Coronavirus: The one-shot vaccine

Roger Highfield, Science Director, talks to the scientist behind the world’s first COVID-19 vaccine that requires only a single dose.

Johnson & Johnson, J&J, has shown the safety and efficacy of a single shot COVID-19 vaccine tested on 43,783 participants, demonstrating protection against COVID-related disease, hospitalization and death 28 days after vaccination.

Vaccines introduce inactivated coronavirus (or parts of the virus, from scraps of its genetic code to proteins) to the immune system of a person to train the body’s defences to recognise the virus as an invader so, if ever exposed to the actual virus, the body knows how to fight the infection.

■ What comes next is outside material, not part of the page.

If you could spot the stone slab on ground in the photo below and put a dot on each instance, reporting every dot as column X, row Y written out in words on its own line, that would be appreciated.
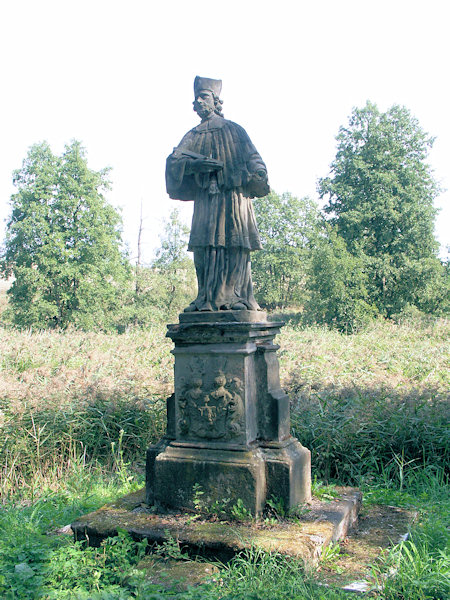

In this case, the J&J vaccine uses a virus as a ‘vector’ to deliver the spike protein of COVID-19 into cells, training the immune system to recognise the pandemic virus and protect the body.

Made by J&J’s Janssen Pharmaceuticals division, the company has signed an agreement with UK Government for 30 million doses on a not-for-profit basis for emergency pandemic use, subject to regulatory approval.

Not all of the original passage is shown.